Egypt's Sisi Calls for Boost of Strategic Food Reserves During Coronavirus Outbreak

Egypt's Sisi Calls for Boost of Strategic Food Reserves During Coronavirus Outbreak
02 April 2020

CAIRO — Egyptian President Abdel Fattah al-Sisi has told the relevant authorities to boost strategic reserves of staple goods, a presidency spokesman said on Monday, as global concerns about food security rise amid the coronavirus crisis.

Egypt reported 47 new coronavirus cases and one death on Monday, the health ministry said in a statement, bringing the total confirmed infections to 656 with 41 fatalities.

The country is due to begin harvesting its local wheat crop in April from which the government expects to procure some 3.6 million tonnes of wheat, supply minister Ali Moselhy said earlier this month, seeking to reaffirm that Egypt is well-stocked.
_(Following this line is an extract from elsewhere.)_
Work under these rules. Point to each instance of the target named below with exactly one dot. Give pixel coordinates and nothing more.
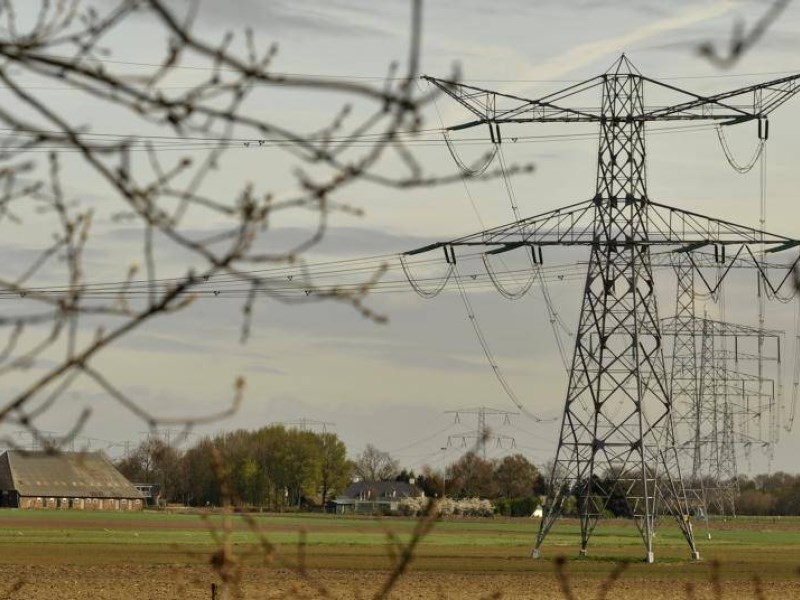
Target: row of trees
(275, 467)
(773, 494)
(272, 467)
Egypt, the world's largest wheat buyer, said it already had enough wheat stocks for 3.5 months of consumption, rice reserves sufficient for 4.6 months and enough vegetable oil reserves to last until October.

The state commodity buyer, the General Authority for Supply Commodities (GASC,) bought 120,000 tonnes of vegetable oils at its last tender on March 19 and 360,000 tonnes of Russian and Romanian wheat at its last wheat tender on Feb. 11.

Egypt has not witnessed scenes of mass panic-buying as is prevalent in many European countries during the pandemic. But officials have nonetheless sought to reassure citizens that this behaviour was not necessary and that the country is well-stocked.

Millions of Egyptians depend on the government's subsidy programme for access to discounted staples such as bread, pasta and cooking oil.

The president also stressed the importance of the role of consumer protection agencies to ensure the flow of staple goods to Egyptians ahead of the holy Muslim fasting month of Ramadan, which is expected to begin in late April and is a time when consumption normally increases.